Sigarette elettroniche. I produttori: “Usare solo canali di vendita autorizzati”

Sigarette elettroniche. I produttori: “Usare solo canali di vendita autorizzati”

Sigarette elettroniche. I produttori: “Usare solo canali di vendita autorizzati”
L’associazione dei produttori Anafe interviene dopo l’allerta lanciata dall’Iss. “Dobbiamo evitare che coloro che hanno intrapreso una strada per cercare di smettere di fumare tornino sui propri passi, tornando a usare le sigarette tradizionali il cui consumo provoca, ogni anno e solo in Italia, 80.000 morti”.

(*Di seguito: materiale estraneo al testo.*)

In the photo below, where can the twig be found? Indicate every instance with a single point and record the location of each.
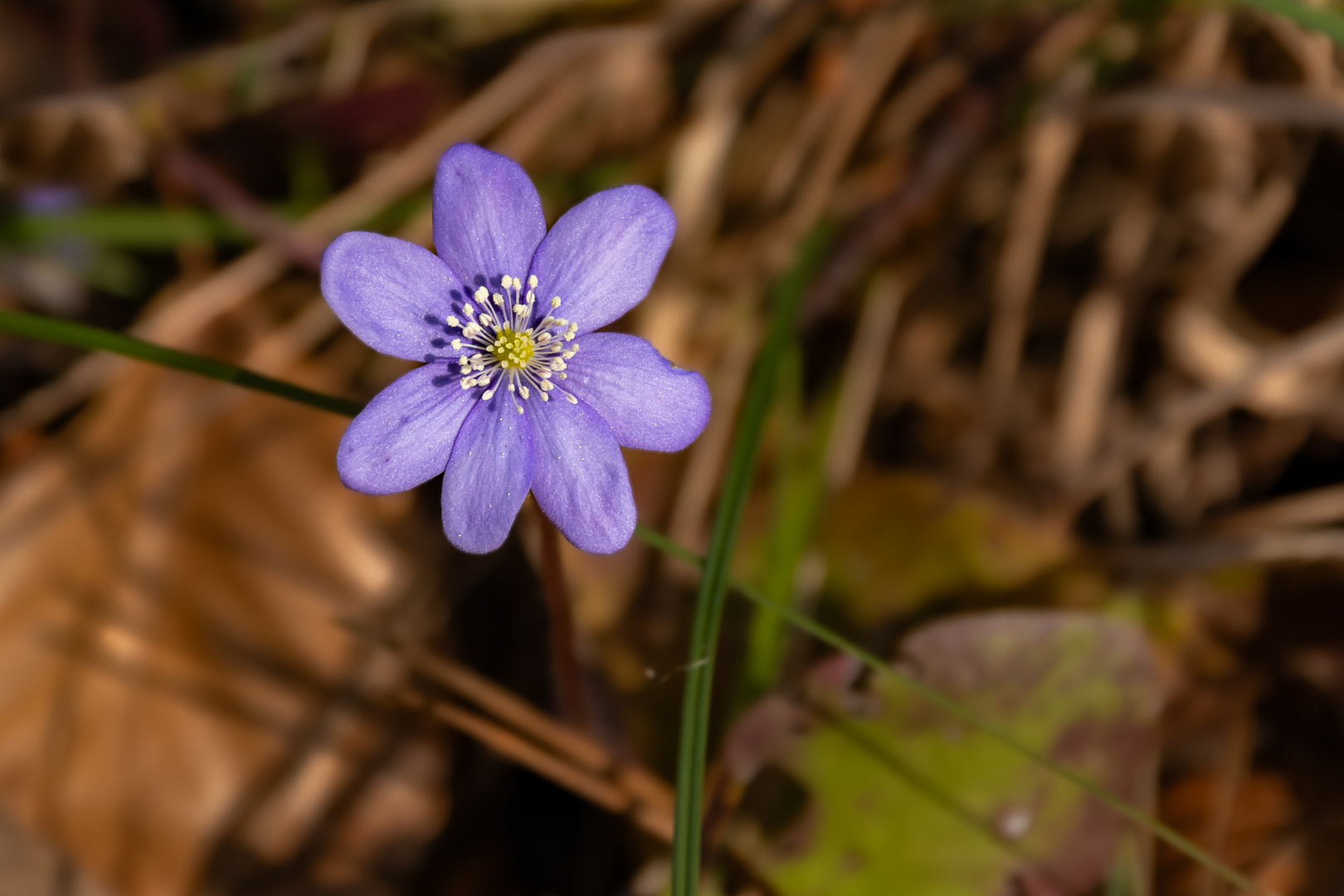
(1049, 148)
(1317, 507)
(882, 229)
(182, 320)
(499, 702)
(863, 368)
(1274, 547)
(207, 182)
(1319, 345)
(507, 743)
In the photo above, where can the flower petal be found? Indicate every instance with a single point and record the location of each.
(581, 481)
(602, 256)
(390, 293)
(405, 434)
(647, 402)
(487, 215)
(488, 476)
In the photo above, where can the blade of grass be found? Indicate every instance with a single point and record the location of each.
(693, 744)
(1313, 17)
(93, 338)
(819, 631)
(97, 338)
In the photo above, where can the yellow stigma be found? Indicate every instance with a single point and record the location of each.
(513, 349)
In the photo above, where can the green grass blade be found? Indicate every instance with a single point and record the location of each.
(97, 338)
(693, 742)
(819, 631)
(1327, 22)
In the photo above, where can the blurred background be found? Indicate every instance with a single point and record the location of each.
(1060, 433)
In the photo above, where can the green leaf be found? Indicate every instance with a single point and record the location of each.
(894, 783)
(99, 338)
(130, 227)
(709, 610)
(91, 338)
(894, 540)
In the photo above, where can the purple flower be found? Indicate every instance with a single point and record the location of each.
(516, 392)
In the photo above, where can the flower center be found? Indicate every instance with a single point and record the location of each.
(514, 349)
(503, 344)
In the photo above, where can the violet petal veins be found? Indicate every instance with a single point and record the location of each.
(516, 392)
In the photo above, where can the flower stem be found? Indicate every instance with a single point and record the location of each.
(565, 663)
(91, 338)
(709, 610)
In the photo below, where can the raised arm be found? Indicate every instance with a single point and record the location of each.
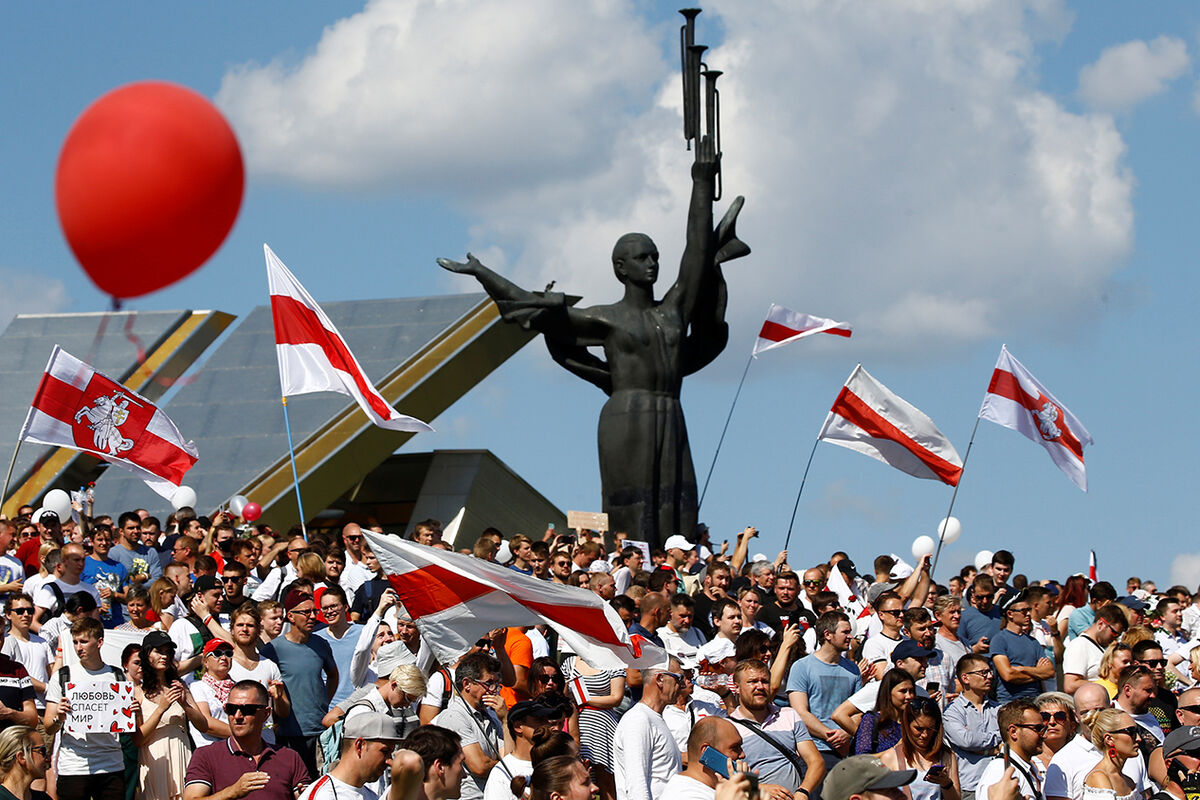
(700, 251)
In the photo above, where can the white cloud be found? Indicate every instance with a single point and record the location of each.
(1186, 569)
(453, 95)
(901, 170)
(1128, 73)
(24, 293)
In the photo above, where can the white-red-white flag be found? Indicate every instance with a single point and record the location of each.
(1015, 400)
(313, 356)
(870, 419)
(455, 600)
(784, 325)
(78, 408)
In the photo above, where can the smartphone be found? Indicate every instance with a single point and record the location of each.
(715, 761)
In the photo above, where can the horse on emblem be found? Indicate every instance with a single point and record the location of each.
(106, 416)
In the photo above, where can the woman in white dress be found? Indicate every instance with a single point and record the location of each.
(1116, 735)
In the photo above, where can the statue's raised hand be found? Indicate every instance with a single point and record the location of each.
(471, 268)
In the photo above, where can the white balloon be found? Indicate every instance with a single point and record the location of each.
(922, 546)
(949, 529)
(184, 495)
(58, 501)
(983, 558)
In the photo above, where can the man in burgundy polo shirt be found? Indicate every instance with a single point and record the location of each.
(244, 765)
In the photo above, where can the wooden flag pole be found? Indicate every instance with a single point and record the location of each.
(295, 476)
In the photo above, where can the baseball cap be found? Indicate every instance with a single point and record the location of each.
(1182, 740)
(214, 644)
(858, 774)
(205, 583)
(372, 725)
(910, 649)
(1133, 603)
(677, 541)
(157, 639)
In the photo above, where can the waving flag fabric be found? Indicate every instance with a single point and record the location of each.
(870, 419)
(455, 600)
(313, 356)
(1015, 400)
(77, 407)
(784, 325)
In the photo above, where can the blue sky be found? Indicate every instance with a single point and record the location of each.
(947, 176)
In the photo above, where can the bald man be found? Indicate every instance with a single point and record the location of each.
(699, 781)
(1071, 765)
(357, 572)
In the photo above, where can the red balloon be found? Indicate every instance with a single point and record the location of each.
(148, 186)
(251, 512)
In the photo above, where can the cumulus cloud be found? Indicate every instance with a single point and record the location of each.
(24, 293)
(1186, 569)
(903, 170)
(1128, 73)
(455, 95)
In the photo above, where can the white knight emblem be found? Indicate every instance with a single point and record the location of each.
(1047, 417)
(106, 415)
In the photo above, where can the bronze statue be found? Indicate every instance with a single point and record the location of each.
(648, 485)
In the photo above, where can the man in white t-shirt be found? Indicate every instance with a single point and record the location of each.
(90, 765)
(1068, 768)
(699, 782)
(1081, 659)
(367, 744)
(67, 582)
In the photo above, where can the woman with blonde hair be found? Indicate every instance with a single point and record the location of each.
(1116, 657)
(23, 759)
(1115, 734)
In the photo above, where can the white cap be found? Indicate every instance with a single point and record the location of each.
(718, 650)
(677, 541)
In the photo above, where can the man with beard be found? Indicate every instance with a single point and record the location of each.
(775, 740)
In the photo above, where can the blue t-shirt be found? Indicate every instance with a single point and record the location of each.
(827, 686)
(304, 668)
(975, 625)
(343, 650)
(141, 560)
(112, 575)
(1021, 650)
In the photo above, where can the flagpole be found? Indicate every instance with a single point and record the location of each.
(719, 441)
(4, 494)
(801, 491)
(295, 477)
(955, 494)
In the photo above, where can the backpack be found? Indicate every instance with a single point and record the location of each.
(330, 740)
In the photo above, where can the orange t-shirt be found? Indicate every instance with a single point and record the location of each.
(520, 650)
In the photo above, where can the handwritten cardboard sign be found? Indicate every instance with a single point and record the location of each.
(100, 707)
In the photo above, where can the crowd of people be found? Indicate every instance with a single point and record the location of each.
(271, 666)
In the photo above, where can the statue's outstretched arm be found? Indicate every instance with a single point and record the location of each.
(546, 312)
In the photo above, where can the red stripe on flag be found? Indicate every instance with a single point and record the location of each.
(589, 621)
(432, 589)
(1006, 385)
(852, 408)
(298, 324)
(777, 332)
(58, 398)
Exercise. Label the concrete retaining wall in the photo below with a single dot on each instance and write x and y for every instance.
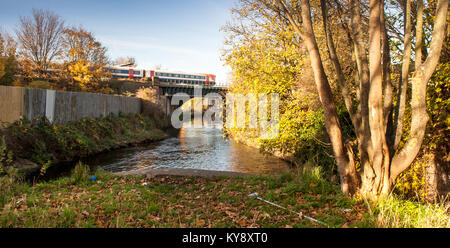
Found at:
(61, 106)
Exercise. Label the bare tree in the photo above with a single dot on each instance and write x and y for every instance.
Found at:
(40, 37)
(128, 61)
(8, 45)
(381, 159)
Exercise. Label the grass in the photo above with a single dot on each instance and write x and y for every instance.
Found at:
(394, 212)
(44, 143)
(176, 201)
(173, 201)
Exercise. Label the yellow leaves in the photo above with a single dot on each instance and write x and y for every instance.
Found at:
(80, 72)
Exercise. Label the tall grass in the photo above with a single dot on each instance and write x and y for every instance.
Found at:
(394, 212)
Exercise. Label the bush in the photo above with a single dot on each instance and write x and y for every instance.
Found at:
(8, 67)
(40, 85)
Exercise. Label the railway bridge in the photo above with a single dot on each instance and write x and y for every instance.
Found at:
(166, 91)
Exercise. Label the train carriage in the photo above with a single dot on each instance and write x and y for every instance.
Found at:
(163, 76)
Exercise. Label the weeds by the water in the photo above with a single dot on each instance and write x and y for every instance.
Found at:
(134, 201)
(174, 201)
(400, 213)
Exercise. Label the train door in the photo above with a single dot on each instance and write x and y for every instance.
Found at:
(131, 73)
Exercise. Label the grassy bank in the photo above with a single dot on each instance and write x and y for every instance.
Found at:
(45, 144)
(175, 201)
(135, 201)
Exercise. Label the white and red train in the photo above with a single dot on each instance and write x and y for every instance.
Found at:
(163, 76)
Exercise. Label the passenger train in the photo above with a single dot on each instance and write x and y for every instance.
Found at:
(162, 76)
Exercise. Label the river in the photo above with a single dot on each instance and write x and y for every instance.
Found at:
(194, 148)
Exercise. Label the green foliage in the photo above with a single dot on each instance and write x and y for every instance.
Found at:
(412, 183)
(80, 173)
(44, 143)
(6, 156)
(397, 213)
(45, 85)
(8, 68)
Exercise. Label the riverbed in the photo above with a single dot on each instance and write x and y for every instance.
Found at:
(192, 148)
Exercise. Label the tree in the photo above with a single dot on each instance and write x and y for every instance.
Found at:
(128, 61)
(8, 45)
(381, 160)
(85, 58)
(8, 68)
(8, 63)
(40, 38)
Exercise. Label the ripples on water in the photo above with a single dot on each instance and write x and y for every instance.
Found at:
(195, 148)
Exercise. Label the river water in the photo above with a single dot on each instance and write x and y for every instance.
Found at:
(195, 148)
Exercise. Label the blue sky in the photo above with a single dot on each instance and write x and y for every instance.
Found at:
(178, 35)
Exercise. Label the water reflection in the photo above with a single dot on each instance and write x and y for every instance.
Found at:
(196, 148)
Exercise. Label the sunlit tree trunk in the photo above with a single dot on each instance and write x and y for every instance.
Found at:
(380, 161)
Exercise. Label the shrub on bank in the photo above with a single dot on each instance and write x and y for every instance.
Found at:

“Come ANAFE invitiamo ancora una volta tutti i vapers, per gli acquisti di sigarette elettroniche e di liquidi, ad affidarsi esclusivamente a canali e rivenditori autorizzati, evitando l'acquisto di prodotti provenienti da canali illeciti ed evitando allo stesso tempo di modificare in alcun modo i liquidi acquistati dai rivenditori autorizzati”. È quanto torna ad affermare Umberto Roccatti, Presidente di Anafe-Confindustria, anche a seguito delle dichiarazioni di Roberta Pacifici, direttore del Centro nazionale dipendenze e doping dell’Istituto Superiore di Sanità (ISS), che ha specificato come la nota diramata dallo stesso ISS sia precauzionale e volta a vigilare proprio su quel 7% di utilizzatori che acquistano in Internet i prodotti.
 
“Non solo è fondamentale continuare a vigilare sul mercato, ma ugualmente importante è continuare a garantire una corretta informazione sulle sigarette elettroniche e sul loro utilizzo come prodotti a rischio ridotto nella lotta al fumo tradizionale. Dobbiamo evitare che coloro che hanno intrapreso una strada per cercare di smettere di fumare tornino sui propri passi, tornando a usare le sigarette tradizionali il cui consumo provoca, ogni anno e solo in Italia, 80.000 morti” prosegue il Presidente Roccatti. “Come ANAFE siamo stati e saremo sempre a disposizione delle Istituzioni per lavorare insieme e tutelare la salute e l’incolumità di tutti i consumatori. Questo è un tema che necessita di un’informazione obiettiva e chiara, come quella riportata dall’istituto statunitense Center for Disease Control and Prevention (CDC), in accordo con la Food and Drug Administration, a proposito dei casi registrati in America negli ultimi mesi: le patologie riscontrate sono legate all’utilizzo di liquidi contenenti THC, sostanza vietata in Italia all’interno dei liquidi da inalazione”.
 
“Crediamo sia estremamente importante ribadire che i prodotti commercializzati nel nostro Paese, a differenza di quelli statunitensi, sono sottoposti a una rigorosa normativa” aggiunge Roccatti. Infatti, la Direttiva europea del 2014 impone, tra le altre cose, ai produttori di sigarette elettroniche di comunicare al Ministero della Salute, con almeno sei mesi di anticipo rispetto alla commercializzazione, tutte le caratteristiche sia dell’hardware che dei liquidi con nicotina, tra cui le componenti, le emissioni e i dati tossicologici.